This safe steady rhythm is like a sanctuary...a music we all shelter in us...a music that allows our hearts to dance with passion, wholeness, freedom and freshness. We find this music through different instruments and if we listen so carefully we learn to master our instrument and crave to play whenever our souls desire nurturing.
Sailing is my instrument of playing the music of my heart''s sanctuary. It is within this music that my soul feels free to trust my emotions...all of my emotions. I can allow myself to feel the power of the wind and the water and to be afraid of the strength they have. Yet, I can celebrate the will, the determination that my body harbors and know that my limits are always greater than I first believe.
I can give myself permission to feel afraid...the elements are greater than me...yet I can feel strong in my weakness...I can feel alone, in my own world on a body of water much larger than my eye views...I am small yet there is so very much to accompany me...so much in nature for me to connect with.
I am happy yet, solemn in both the beauty and pain of the world.

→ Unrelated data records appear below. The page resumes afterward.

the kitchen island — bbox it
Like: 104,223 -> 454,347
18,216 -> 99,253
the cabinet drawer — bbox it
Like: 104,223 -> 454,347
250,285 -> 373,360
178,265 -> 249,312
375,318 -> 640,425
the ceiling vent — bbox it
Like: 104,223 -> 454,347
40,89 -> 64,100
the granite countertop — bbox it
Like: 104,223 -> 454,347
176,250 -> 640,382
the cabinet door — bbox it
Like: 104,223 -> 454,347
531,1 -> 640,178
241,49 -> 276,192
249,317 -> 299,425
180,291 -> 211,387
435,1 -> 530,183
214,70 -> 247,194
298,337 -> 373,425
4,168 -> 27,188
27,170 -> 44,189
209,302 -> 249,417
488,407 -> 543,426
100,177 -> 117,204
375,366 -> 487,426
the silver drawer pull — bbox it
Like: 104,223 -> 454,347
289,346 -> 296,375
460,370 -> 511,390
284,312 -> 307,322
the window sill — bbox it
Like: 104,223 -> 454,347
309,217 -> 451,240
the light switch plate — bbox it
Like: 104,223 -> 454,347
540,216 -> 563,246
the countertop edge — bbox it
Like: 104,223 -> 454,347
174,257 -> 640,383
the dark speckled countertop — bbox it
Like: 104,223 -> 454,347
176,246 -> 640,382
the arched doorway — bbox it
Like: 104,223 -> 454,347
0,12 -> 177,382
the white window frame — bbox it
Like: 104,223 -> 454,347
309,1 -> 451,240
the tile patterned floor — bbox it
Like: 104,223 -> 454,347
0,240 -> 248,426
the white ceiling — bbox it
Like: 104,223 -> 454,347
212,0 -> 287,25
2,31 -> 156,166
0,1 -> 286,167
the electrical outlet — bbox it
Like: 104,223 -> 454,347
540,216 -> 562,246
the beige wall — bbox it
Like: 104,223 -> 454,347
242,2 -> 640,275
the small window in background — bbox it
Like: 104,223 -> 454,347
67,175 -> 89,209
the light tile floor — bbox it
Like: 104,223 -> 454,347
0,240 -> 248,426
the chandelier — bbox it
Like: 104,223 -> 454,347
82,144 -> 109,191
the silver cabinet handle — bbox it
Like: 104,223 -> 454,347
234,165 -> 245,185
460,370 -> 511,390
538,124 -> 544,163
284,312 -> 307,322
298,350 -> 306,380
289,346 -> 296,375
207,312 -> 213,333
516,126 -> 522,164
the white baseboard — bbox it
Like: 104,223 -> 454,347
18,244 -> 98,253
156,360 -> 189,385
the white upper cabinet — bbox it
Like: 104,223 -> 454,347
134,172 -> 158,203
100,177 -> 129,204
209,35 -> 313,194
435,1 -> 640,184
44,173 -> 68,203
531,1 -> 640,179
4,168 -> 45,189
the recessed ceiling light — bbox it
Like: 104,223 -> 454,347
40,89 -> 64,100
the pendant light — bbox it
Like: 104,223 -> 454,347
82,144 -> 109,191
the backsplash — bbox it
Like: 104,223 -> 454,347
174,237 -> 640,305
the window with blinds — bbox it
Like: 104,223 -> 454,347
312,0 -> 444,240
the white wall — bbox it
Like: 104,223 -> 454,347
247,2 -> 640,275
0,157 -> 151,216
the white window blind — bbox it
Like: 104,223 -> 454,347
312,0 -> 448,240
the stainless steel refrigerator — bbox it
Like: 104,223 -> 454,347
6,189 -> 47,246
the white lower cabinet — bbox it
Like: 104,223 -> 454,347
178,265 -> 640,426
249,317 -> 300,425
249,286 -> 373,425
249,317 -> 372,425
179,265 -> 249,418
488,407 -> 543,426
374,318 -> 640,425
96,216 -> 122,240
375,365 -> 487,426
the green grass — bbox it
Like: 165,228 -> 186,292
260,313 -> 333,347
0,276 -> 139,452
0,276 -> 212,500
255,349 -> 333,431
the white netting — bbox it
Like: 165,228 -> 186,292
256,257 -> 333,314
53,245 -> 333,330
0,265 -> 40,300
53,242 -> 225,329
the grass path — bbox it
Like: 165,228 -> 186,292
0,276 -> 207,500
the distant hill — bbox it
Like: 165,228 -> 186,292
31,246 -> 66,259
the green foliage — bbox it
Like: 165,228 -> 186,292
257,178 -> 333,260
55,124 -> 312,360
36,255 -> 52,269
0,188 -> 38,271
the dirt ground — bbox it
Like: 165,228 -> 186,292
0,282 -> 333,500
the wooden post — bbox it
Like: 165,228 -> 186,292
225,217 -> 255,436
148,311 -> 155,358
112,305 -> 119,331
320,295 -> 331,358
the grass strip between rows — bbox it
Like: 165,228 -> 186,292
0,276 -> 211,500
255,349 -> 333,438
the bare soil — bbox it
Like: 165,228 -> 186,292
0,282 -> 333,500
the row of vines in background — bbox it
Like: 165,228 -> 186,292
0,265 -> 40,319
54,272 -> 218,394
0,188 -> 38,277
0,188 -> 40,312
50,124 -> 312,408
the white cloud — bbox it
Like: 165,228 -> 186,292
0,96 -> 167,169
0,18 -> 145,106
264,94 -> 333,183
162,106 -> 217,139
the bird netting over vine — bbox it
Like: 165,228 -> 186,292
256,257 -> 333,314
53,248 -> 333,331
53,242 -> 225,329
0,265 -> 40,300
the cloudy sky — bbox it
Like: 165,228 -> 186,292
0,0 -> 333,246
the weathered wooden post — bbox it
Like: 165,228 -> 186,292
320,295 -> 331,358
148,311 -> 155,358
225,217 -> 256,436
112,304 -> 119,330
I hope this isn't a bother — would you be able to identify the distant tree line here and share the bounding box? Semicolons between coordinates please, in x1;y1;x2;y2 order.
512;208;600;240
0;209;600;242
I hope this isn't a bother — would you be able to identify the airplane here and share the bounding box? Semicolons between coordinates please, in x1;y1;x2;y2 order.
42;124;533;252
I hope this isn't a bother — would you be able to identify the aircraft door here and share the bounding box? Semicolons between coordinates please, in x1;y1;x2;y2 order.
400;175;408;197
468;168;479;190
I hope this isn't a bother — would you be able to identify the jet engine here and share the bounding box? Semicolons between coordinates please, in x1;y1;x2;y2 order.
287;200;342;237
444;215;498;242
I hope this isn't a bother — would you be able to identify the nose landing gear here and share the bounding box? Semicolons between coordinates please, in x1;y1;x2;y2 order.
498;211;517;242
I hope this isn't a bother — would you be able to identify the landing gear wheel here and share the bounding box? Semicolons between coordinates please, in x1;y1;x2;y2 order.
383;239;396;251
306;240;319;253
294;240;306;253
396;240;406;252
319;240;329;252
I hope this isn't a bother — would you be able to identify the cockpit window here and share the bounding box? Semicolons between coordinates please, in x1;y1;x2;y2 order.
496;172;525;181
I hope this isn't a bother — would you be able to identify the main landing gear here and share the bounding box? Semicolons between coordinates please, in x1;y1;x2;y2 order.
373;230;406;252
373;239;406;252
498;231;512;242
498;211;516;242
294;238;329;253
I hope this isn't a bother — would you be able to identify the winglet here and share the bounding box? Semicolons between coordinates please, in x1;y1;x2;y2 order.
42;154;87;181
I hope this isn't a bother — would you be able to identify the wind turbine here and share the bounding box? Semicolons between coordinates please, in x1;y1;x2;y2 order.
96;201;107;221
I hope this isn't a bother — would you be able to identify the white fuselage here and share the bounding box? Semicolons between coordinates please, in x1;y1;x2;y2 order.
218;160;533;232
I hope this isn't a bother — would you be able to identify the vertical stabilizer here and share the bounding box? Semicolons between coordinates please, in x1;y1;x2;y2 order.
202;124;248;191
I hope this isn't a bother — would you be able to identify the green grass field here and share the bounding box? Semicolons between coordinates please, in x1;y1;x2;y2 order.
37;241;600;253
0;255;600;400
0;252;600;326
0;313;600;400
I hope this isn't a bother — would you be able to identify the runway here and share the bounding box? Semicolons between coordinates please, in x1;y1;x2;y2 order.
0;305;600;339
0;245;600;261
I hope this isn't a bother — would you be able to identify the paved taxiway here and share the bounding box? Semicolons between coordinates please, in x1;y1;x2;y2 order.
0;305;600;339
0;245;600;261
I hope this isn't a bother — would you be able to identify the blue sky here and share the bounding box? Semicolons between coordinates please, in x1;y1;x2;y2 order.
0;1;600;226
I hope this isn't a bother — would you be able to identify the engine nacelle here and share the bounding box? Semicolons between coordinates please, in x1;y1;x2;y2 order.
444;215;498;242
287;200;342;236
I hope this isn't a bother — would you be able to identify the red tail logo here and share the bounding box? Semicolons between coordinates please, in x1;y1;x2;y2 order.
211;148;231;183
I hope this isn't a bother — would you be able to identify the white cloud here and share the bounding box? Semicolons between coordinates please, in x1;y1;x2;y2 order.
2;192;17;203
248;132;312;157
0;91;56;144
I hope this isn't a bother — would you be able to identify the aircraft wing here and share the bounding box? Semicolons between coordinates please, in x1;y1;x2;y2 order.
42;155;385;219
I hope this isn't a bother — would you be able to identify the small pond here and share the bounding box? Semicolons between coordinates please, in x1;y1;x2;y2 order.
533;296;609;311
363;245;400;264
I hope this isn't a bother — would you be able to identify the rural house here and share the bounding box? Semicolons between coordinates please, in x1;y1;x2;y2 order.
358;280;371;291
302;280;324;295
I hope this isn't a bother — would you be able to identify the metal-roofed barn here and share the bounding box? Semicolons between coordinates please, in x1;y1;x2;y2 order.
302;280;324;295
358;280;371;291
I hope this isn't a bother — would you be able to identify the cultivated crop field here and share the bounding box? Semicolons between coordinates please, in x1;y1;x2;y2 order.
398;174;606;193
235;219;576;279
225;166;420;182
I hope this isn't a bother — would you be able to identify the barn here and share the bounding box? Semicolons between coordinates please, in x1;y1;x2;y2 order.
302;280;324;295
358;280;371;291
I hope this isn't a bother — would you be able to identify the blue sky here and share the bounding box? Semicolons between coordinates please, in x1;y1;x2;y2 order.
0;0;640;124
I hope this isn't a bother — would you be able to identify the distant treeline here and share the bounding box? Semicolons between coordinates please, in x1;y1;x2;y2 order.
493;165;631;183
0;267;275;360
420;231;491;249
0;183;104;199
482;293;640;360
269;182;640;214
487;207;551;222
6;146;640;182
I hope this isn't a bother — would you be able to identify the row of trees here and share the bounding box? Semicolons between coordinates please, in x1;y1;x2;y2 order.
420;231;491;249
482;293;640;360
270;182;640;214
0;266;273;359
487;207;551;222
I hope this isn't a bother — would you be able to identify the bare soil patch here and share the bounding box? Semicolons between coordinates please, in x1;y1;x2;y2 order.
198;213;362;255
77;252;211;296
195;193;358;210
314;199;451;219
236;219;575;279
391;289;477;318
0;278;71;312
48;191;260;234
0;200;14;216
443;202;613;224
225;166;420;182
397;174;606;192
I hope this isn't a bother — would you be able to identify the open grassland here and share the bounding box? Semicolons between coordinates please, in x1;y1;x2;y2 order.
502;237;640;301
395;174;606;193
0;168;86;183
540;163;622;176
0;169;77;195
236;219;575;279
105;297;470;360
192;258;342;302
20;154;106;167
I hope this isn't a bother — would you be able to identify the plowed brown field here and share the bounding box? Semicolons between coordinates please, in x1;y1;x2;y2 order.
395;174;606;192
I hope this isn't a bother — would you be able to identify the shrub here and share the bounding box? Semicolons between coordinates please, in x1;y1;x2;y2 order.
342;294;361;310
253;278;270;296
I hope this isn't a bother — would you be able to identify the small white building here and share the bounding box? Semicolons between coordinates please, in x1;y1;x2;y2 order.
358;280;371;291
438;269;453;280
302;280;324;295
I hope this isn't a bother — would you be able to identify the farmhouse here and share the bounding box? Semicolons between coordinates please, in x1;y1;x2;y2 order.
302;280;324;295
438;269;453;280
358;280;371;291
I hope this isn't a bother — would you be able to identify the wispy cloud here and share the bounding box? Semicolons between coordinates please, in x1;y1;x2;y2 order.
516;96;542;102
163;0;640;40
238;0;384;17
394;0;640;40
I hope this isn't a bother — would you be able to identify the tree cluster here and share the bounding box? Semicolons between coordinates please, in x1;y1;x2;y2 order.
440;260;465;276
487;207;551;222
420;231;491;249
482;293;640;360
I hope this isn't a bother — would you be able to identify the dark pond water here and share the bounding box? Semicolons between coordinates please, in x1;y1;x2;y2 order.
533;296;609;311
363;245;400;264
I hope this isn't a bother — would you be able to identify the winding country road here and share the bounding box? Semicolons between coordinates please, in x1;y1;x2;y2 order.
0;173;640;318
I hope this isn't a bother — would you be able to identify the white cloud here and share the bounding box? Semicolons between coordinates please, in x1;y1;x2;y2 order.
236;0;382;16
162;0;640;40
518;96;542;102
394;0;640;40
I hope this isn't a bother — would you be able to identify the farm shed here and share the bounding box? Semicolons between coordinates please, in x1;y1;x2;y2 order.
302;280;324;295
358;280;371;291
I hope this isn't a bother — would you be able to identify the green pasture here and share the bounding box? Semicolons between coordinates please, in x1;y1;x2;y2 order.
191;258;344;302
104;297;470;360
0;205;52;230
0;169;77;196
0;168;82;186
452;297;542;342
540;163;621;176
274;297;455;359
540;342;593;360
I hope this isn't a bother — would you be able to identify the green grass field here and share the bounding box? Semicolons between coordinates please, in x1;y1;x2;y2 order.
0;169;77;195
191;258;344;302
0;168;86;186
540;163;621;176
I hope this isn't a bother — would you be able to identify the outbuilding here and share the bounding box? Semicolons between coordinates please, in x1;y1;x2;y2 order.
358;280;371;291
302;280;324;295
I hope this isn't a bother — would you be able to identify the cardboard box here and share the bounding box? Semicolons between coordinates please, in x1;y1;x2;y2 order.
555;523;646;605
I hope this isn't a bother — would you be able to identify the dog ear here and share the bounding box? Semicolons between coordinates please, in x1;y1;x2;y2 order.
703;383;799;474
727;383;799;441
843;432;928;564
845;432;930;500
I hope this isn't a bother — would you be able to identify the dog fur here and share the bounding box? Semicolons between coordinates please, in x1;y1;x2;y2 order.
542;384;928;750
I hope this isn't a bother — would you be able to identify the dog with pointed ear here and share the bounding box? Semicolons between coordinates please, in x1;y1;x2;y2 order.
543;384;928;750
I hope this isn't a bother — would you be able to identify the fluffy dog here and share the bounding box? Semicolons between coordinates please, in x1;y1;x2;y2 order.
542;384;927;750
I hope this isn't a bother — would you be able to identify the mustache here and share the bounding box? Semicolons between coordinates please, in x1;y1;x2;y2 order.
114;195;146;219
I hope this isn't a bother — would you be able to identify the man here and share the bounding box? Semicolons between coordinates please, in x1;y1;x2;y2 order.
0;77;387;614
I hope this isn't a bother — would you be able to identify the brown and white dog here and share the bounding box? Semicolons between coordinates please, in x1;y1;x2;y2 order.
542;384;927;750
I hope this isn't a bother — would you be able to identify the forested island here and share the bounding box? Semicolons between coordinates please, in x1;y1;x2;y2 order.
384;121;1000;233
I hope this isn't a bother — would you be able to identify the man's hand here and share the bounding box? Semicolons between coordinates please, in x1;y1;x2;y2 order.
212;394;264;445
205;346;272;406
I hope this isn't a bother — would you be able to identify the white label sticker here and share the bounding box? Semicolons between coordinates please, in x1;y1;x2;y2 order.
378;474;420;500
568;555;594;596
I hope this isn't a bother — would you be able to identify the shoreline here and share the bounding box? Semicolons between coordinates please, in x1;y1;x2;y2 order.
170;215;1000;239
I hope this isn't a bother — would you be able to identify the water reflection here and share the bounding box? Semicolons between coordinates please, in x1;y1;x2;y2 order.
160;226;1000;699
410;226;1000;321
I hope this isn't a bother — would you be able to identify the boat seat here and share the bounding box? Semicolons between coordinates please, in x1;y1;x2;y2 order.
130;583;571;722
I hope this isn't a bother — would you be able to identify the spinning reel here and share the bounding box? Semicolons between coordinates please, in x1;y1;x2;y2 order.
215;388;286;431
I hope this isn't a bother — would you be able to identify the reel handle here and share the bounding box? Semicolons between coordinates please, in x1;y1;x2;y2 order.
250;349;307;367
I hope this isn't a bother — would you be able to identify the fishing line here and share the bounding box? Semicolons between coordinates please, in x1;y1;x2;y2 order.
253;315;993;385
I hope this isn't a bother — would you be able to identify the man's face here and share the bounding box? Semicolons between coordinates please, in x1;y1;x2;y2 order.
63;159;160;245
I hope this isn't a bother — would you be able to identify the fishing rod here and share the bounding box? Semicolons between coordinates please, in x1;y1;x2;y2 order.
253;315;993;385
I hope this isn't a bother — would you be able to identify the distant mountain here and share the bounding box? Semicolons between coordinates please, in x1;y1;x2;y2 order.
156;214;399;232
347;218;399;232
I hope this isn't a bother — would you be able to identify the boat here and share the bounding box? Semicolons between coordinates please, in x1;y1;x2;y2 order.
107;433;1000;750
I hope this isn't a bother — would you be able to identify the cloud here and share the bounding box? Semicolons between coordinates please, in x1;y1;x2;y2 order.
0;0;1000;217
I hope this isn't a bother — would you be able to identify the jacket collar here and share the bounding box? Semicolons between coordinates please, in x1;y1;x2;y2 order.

I am secure in who I am...including my faults and weaknesses. Passionate in my desires to give all the good that life offers to those I love including my own being.
I have an ambition like none other...I am content to sail where I am, but a desire calls me to take on adventures that play in my mind and tempt me with their images.
And I am confident that just as in sailing when the wind dies and then comes back, I know that if I lose my rhythm, if I falter in the steps of my dance, I can have hope that my stumbling will teach me a new direction...a new tune that will bring melodies for my spirit to dance around.
Sailing is always a forward trip...the wind and the sails only move us to a place ahead of where we came...when I am sailing I know that my being is going forward also.